Кингсли занялся приготовлением чая. Когда он накрыл стол, Паркинсон начал:

— Итак, прежде всего я приношу извинения за все то, что министр внутренних дел сказал о вашем докладе. Во-вторых, я согласен: первый наш шаг — это собрать возможные научные данные. Я согласен, что мы должны взяться за дело как можно быстрее и что все ученые, которые потребуются для этого, должны быть полностью информированы о положении дел. Однако я не могу согласиться с тем, что остальные должны теперь уже все знать. Вот та уступка, которой я у вас прошу.

— Мистер Паркинсон, я восхищен вашей откровенностью, но не вашей логикой. Держу пари, вы не сможете назвать ни одного человека, который узнал о страшной угрозе со стороны Черного облака от меня.
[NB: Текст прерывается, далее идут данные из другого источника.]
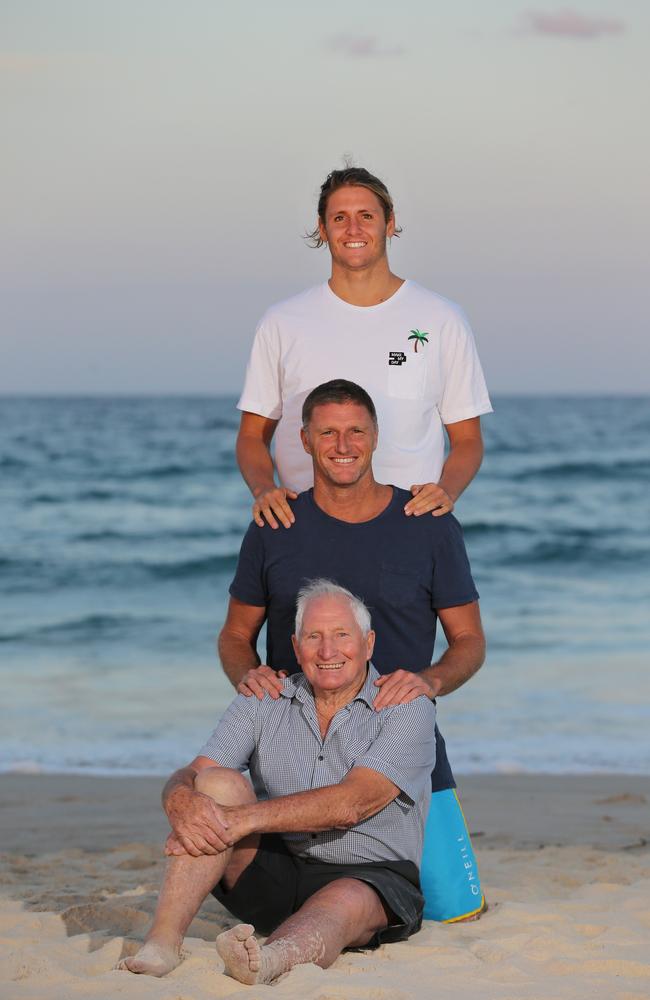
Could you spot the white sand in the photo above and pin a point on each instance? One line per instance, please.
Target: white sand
(564, 861)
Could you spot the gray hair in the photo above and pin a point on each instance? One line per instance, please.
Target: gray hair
(327, 588)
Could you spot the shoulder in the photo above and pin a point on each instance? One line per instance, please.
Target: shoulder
(434, 527)
(416, 714)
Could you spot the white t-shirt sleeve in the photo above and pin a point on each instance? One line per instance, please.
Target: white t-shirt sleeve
(464, 393)
(262, 392)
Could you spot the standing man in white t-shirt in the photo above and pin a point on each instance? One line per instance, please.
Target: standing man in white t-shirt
(411, 349)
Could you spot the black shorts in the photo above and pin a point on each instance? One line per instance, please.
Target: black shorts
(276, 884)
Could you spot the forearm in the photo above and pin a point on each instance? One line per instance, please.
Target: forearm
(237, 656)
(458, 663)
(462, 464)
(255, 463)
(334, 807)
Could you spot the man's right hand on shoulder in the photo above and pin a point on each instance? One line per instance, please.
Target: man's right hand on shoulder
(271, 504)
(198, 824)
(262, 680)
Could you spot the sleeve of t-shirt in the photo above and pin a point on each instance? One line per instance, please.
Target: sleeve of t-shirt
(464, 392)
(405, 750)
(262, 392)
(248, 584)
(232, 743)
(451, 580)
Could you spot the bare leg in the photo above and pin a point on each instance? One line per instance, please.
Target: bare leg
(187, 881)
(345, 913)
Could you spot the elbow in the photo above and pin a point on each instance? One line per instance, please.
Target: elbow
(349, 817)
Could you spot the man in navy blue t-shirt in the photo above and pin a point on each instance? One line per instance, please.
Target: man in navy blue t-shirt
(409, 571)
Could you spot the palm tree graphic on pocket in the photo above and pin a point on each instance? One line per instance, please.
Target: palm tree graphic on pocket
(419, 337)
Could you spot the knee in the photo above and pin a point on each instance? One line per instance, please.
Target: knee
(222, 783)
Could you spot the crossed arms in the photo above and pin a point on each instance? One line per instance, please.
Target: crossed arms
(202, 826)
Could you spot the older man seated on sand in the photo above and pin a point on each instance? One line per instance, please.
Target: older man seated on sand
(328, 858)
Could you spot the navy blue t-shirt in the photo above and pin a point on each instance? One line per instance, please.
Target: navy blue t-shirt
(403, 568)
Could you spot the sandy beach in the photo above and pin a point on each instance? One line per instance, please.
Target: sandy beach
(565, 863)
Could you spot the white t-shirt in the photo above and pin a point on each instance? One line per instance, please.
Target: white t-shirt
(316, 336)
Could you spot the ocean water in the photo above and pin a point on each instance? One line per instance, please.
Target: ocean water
(120, 523)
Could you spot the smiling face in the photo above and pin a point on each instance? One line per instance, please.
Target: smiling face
(355, 228)
(331, 648)
(340, 438)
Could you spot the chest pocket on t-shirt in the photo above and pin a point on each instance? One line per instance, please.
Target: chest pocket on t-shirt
(408, 380)
(397, 584)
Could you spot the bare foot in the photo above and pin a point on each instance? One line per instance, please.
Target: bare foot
(242, 956)
(152, 960)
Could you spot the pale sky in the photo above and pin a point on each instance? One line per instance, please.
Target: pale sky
(162, 158)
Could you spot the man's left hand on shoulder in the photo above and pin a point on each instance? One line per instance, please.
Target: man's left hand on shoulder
(428, 497)
(401, 687)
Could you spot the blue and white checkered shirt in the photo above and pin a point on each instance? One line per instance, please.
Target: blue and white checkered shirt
(280, 742)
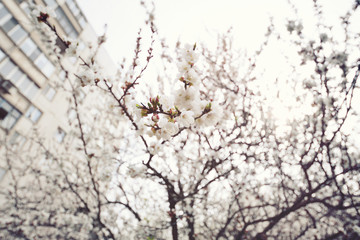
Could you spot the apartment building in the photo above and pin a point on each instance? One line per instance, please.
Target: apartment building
(27, 97)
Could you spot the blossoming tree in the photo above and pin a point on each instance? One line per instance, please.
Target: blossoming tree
(207, 159)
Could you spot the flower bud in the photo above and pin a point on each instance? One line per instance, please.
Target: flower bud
(155, 118)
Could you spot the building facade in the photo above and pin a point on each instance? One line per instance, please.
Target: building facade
(28, 99)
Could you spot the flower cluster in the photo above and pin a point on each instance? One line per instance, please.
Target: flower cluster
(165, 115)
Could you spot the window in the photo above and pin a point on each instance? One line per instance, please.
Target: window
(51, 3)
(17, 140)
(60, 135)
(44, 65)
(17, 34)
(8, 114)
(2, 173)
(9, 71)
(5, 86)
(65, 23)
(62, 75)
(49, 92)
(29, 47)
(76, 12)
(33, 113)
(40, 60)
(11, 26)
(7, 67)
(2, 55)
А сколько человек узнали об этом от вас или от премьер-министра? Я возражал против намерения Королевского астронома информировать вас, ведь я знал, по-настоящему держать что-нибудь в секрете вы не можете. Теперь я особенно жалею, что он меня не послушался.

Паркинсон так и подскочил.

— Но вы, конечно, не будете отрицать, что написали весьма многозначительное письмо доктору Лестеру из Сиднейского университета?

— Конечно, я не отрицаю этого. Зачем? Лестер ничего не знает об Облаке.

— Но он знал бы, если бы письмо дошло до него.

— Если бы да кабы — это дело политиков, мистер Паркинсон. Как ученый, я имею дело только с фактами, а не с мотивами, подозрениями и прочей бессмыслицей. Я утверждаю, что по сути дела никто от меня ничего не узнал. В действительности разболтал все премьер-министр. Я говорил Королевскому астроному, что так оно и будет, но он мне не поверил.

— Вы не очень высокого мнения о моей профессии, профессор Кингсли, не правда ли?

— Поскольку вы сами ратовали за откровенность, я откровенно скажу вам — нет. Для меня политики то же, что приборы на щитке моего автомобиля. Они мне говорят, в каком состоянии машина, но держать ее в исправности не могут.

Внезапно Паркинсона осенило, что Кингсли просто морочит ему голову. Он расхохотался. Кингсли тоже.

С этого момента между ними больше не возникало натянутых отношений.

После второй чашки чая и беседы на общие темы Паркинсон вернулся к основному вопросу.

— Позвольте мне изложить цель моего визита, без этого вам от меня не отделаться. Путь, который вы избрали для накопления научной информации, не является самым быстрым и не дает нам гарантированной безопасности в широком смысле этого слова.

— У меня нет иных возможностей, мистер Паркинсон, и не мне вам напоминать, как теперь нам дорого время.

— Может быть, у вас и нет иных возможностей сейчас, но они могут появиться.

— Я не понимаю.

— Правительство предполагает собрать вместе тех ученых, которых следует информировать обо всех фактах, Мне известно, что вы работали последнее время с группой радиоастрономов во главе с мистером Мальборо. Я верю вам, что вы не передали мистеру Мальборо сколько-нибудь существенной информации, но разве не лучше устроить так, чтобы можно было посвятить его в суть дела?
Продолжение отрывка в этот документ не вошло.